16 Aralık'ta tutuklanan Aydoğan, Taksim Meydanı'nda yapılan “Yürüyüş çalışanları serbest bırakılsın” protestosuyla basın açıklamasına katıldığı ve ‘örgüt sloganı attığı’ gerekçesiyle, 2911 Sayılı Toplantı ve Yürüyüş Kanunu'na muhalefet, Terörle Mücadele Kanunu, 7/2. maddesindeki örgüt propagandası ve Türk Ceza Kanunu 314. maddesindeki örgüt üyeliği suçlamalarıyla yargılanıyor. Bir sonraki duruşması Çağlayan Adliyesi 15. Ağır Ceza Mahkemesi'nde 2 Nisan'da görülecek.
‘Pembe Tezkere’ belgeseli
Emre Azizlerli'nin çektiği, BBC World’ün yayınladığı “Pembe Tezkere” (The Pink Certificate) adlı belgeselde Türkiye’de eşcinsellerin askerlikten muaf tutuldukları, ancak küçük düşürücü biçimde eşcinsel olduğunu kanıtlamak zorunda oldukları belirtildi. Çeşitli gün ve saatlerde yayınlanacak olan belgeselde eşcinsellerin bu konudaki deneyimlerine yer ayrılıyor. Gerçek ismi gizlenen, belgeselde Gökhan adını kullanan bir eşcinsel, “açık bir şekilde bir başka erkekle cinsel ilişkiye girdiği yüzlerin belirgin olduğu bir fotoğraf istendiğini ve fotoğrafta kendisinin pasif partner olarak görünmek zorunda olduğunu” söylüyor.

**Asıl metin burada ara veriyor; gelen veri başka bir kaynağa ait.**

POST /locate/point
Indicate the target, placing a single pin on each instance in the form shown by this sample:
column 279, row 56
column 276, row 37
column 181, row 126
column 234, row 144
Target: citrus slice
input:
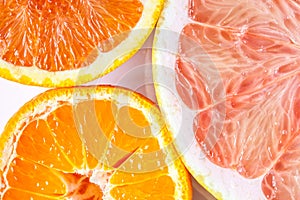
column 228, row 83
column 63, row 43
column 90, row 143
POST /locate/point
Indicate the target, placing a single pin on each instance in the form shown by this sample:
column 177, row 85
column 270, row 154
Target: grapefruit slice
column 64, row 43
column 90, row 143
column 228, row 83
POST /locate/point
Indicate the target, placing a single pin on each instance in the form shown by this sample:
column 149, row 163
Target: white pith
column 120, row 98
column 103, row 64
column 222, row 183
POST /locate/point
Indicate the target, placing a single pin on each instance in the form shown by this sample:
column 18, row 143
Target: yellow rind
column 105, row 62
column 34, row 107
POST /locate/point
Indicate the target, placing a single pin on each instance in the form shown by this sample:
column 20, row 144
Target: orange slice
column 63, row 43
column 228, row 84
column 90, row 143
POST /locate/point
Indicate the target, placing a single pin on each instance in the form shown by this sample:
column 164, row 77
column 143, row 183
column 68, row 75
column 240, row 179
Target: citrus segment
column 63, row 131
column 55, row 149
column 234, row 76
column 77, row 28
column 36, row 137
column 282, row 181
column 55, row 43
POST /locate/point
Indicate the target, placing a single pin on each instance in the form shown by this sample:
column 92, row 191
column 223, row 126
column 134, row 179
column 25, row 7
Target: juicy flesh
column 52, row 160
column 244, row 65
column 63, row 35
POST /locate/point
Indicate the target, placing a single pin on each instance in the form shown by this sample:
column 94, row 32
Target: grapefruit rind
column 39, row 106
column 221, row 183
column 104, row 63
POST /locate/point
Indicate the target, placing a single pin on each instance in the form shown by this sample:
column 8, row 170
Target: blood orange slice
column 62, row 43
column 90, row 143
column 228, row 84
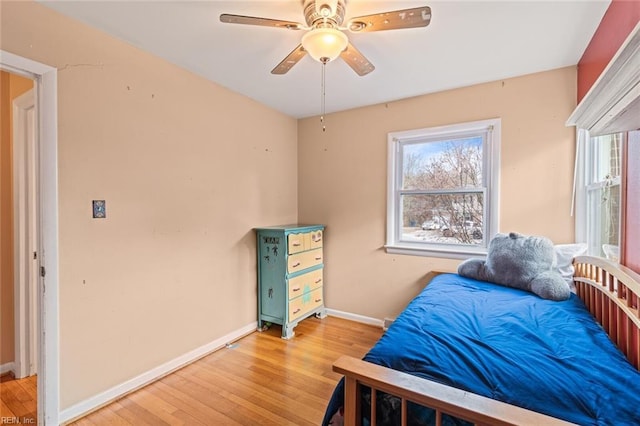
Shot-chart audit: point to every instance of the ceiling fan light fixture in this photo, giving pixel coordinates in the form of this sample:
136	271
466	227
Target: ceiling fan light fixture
324	44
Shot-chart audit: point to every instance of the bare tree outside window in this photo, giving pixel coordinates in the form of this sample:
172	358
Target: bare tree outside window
443	189
443	198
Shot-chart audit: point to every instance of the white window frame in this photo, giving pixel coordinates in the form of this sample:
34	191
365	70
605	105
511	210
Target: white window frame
491	179
585	184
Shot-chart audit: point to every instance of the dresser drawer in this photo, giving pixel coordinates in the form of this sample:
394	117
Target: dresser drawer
296	243
304	260
305	283
304	304
315	239
304	241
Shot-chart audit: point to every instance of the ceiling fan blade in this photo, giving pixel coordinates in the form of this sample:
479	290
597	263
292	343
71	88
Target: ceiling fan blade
291	59
264	22
356	60
397	19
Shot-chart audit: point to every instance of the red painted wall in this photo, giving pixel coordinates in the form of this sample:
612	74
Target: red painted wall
631	252
621	17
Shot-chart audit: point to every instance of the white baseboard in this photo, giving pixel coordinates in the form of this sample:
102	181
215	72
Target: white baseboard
355	317
9	367
91	404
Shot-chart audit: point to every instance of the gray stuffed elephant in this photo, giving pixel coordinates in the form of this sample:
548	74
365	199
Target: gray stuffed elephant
520	261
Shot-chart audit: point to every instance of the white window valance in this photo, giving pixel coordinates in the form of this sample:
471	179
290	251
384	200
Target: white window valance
613	102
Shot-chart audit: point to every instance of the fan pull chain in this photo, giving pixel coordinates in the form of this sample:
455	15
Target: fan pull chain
324	93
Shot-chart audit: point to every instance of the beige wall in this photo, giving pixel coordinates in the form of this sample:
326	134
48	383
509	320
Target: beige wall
187	169
11	87
343	175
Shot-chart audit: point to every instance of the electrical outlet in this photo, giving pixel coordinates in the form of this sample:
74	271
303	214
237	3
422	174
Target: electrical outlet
387	323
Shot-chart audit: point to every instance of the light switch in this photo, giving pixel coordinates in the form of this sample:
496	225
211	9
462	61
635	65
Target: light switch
99	209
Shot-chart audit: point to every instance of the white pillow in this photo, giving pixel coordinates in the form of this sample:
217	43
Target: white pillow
564	260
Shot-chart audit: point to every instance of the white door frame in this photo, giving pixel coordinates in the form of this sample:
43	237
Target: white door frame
26	279
47	140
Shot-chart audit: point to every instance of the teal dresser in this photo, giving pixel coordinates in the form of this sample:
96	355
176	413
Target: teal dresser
290	279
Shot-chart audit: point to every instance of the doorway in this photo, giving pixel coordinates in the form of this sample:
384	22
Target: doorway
19	229
35	217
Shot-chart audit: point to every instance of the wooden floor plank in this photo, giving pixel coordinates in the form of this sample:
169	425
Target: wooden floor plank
260	379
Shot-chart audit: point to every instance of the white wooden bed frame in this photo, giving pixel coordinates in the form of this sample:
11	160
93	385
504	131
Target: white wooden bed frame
611	293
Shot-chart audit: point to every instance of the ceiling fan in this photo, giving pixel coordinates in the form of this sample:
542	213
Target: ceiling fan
326	40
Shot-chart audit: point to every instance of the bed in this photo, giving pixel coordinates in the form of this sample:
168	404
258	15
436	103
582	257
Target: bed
471	352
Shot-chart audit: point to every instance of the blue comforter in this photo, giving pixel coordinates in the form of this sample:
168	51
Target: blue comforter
510	345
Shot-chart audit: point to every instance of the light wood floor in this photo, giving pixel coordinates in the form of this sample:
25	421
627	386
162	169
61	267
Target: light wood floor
18	400
260	380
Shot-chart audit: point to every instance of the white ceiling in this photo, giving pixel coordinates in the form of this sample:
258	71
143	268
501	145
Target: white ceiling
467	42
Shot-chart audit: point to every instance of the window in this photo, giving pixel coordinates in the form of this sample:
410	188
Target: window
443	189
601	206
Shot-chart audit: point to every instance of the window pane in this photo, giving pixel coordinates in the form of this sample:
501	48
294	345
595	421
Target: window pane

“Ateistten kimseye fayda gelmez”
AK Parti Zonguldak Milletvekili Özcan Ulupınar 4+4+4 kademeli eğitim sistemine geçişi Başbakan’ın daha önceden dile getirdiği ‘dindar nesil yetiştirme’ temennisine bağladı. Ulupınar, Çaycuma ilçesinde katıldığı cami açılışında şöyle konuştu:
“Dindar bir nesilden kime zarar gelir? Vatana, memlekete, dinine, kendisine, ailesine faydası olur. Ateist, dinsiz bir gençten hiç kimseye fayda gelmez. Kafamızı gözümüzü de yarsalar, bıçak da sallasalar, kurşun da atsalar bu hafta ‘4+4+4’ geçecek.”